In June, a coalition of students alongside the authors of “And Tango Makes Three,” a book about two male penguins who father a baby penguin together, sued the Lake County School Board and the Florida Department of Education (DOE) alleging that the state’s “Parental Rights in Education” law, which prohibits age-inappropriate lessons on gender identity and sexual orientation in K-8 classrooms, is a violation of free expression, according to Politico. The Lake County School Board decided that the book, which was originally removed to be in accordance with the “Parental Rights in Education” law, will be placed back in the school after the Florida DOE clarified that its law only applies to the classroom, not libraries, according to the AP. (RELATED: ‘Dirty Books’: Librarian Org Celebrates Efforts To Keep Pornographic Books In Schools)

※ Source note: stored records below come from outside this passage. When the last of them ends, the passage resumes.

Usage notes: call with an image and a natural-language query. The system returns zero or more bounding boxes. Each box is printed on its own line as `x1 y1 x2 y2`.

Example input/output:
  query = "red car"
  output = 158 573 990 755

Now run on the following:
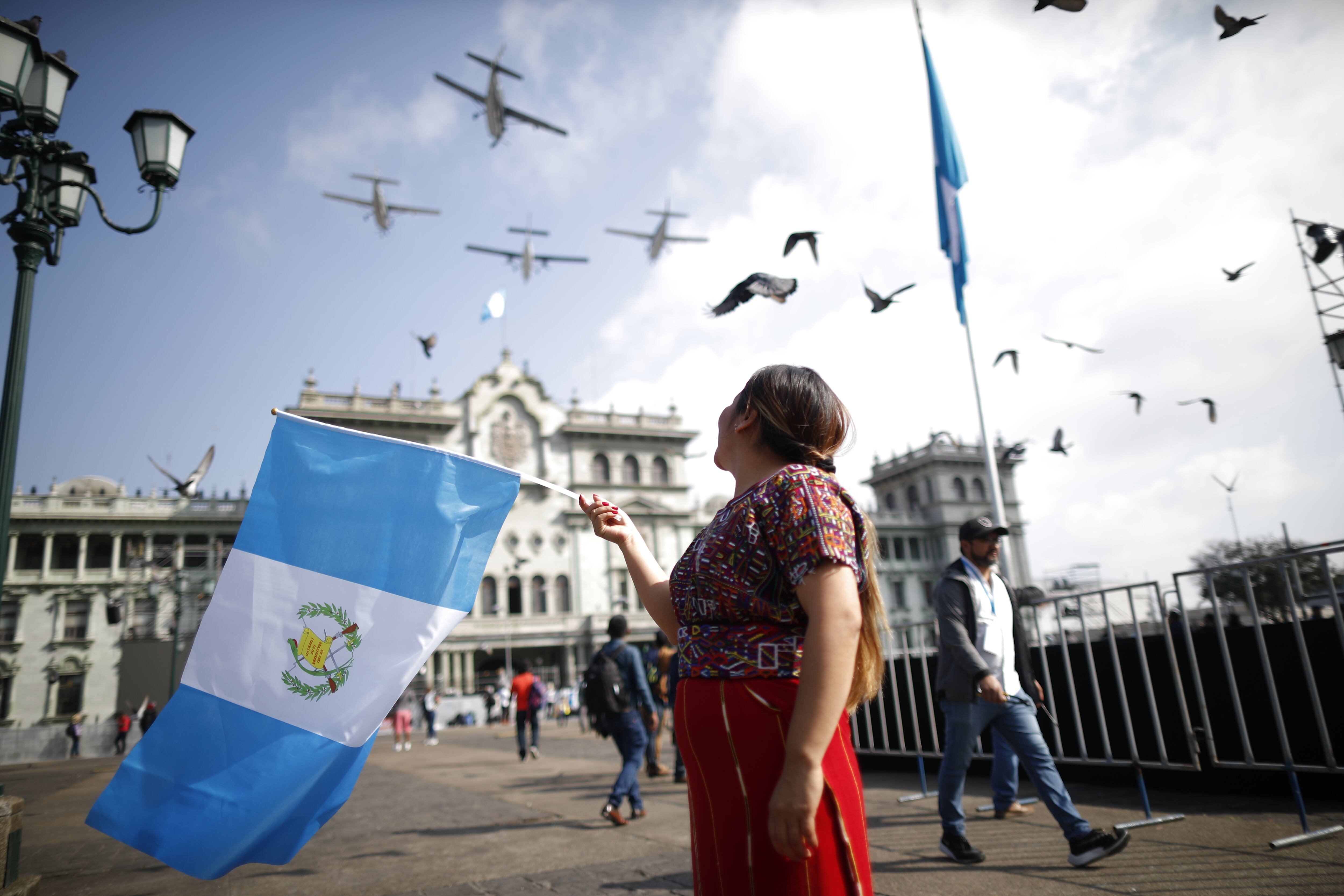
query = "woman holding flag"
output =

“The book was never removed from our libraries. Access was restricted for students in Kindergarten through Grade 3,” Sherri Owens, communications coordinator for Lake County School District, told the Daily Caller News Foundation. “Now that we have received clarification on Florida HB 1557, wherein the state explains that the bill’s application is to classroom instruction and not to books in our libraries, we are following the law based on the state’s legal position and have removed the age restrictions from the library books. Parents who do not want their children to have access to books in a school media center or classroom library may restrict books by topic and/or title by completing an online form.”

The Lake County School Board filed a motion asking a federal judge to dismiss the lawsuit against them now that the Florida DOE has clarified how far the “Parental Rights in Education” law extends, the AP reported.

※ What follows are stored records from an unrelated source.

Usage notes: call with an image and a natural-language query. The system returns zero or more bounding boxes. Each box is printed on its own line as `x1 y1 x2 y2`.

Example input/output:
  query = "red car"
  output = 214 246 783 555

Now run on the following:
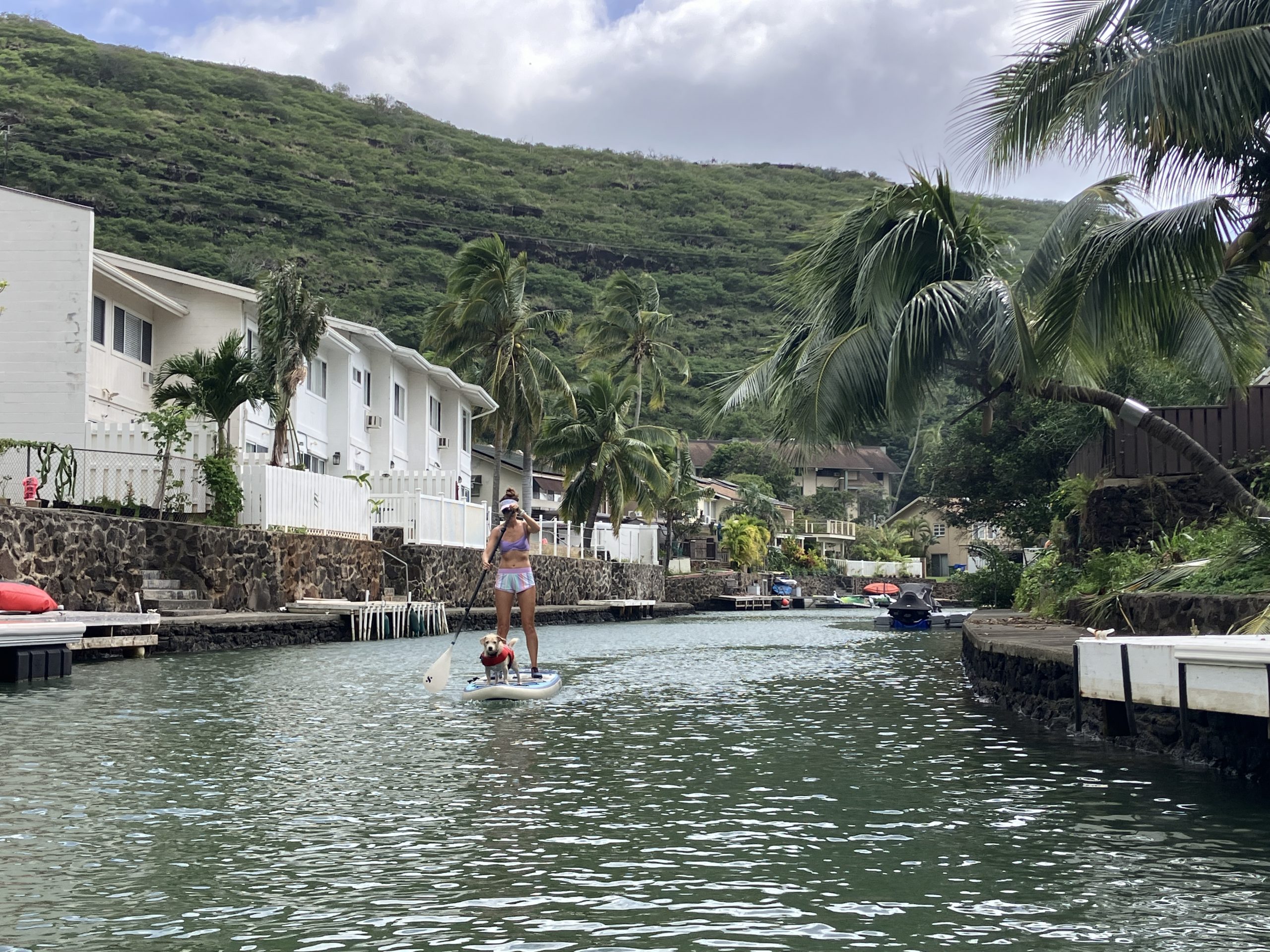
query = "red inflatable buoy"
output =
0 581 57 614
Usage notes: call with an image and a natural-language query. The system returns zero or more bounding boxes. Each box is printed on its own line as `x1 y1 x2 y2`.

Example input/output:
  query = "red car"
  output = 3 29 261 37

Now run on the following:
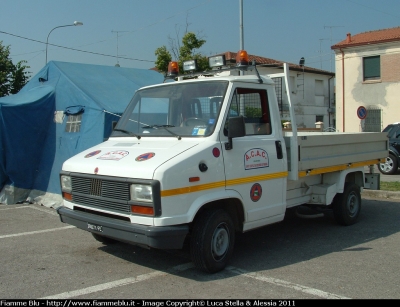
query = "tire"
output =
91 232 118 245
378 154 398 175
332 183 361 226
190 209 235 273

Members and supporters of the LGBTQ community attend the "Say Gay Anyway" rally in Miami Beach, Florida on March 13, 2022. - Florida's state senate on March 8 passed a controversial bill banning lessons on sexual orientation and gender identity in elementary schools, a step that critics complain will hurt the LGBTQ community. Opposition Democrats and LGBTQ rights activists have lobbied against what they call the "Don't Say Gay" law, which will affect kids in kindergarten through third grade, when they are eight or nine years old. (Photo by CHANDAN KHANNA / AFP) (Photo by CHANDAN KHANNA/AFP via Getty Images)

Members and supporters of the LGBTQ community attend the “Say Gay Anyway” rally in Miami Beach, Florida on March 13, 2022. (Photo by CHANDAN KHANNA/AFP via Getty Images)

The lawsuit alleged that the state’s “Parental Rights in Education” law targeted the book because of its “message of inclusion and tolerance” and for acknowledging the “existence, of LGBTQ+ individuals,” Politico reported.

“The book is factually accurate, non-vulgar, and non-obscene,” the lawsuit alleged, according to Politico. “’Tango’ had previously stood on school library shelves; and ‘Tango’ was restricted for illegitimate, narrowly partisan and political reasons.”

Parents, school boards and lawmakers throughout the country are debating how to discuss topics such as gender identity and sexual orientation in schools; in Iowa, a school district flagged nearly 400 books in July to review because they may violate a new state law that prohibits the teaching of gender identity to certain grades and prohibits material that depicts sex acts. Utah’s largest school district pulled 52 books in August 2022 for “inappropriate content,” including “Gender Queer” and “All Boys Aren’t Blue.”

The Florida DOE did not immediately respond to the DCNF’s request for comment.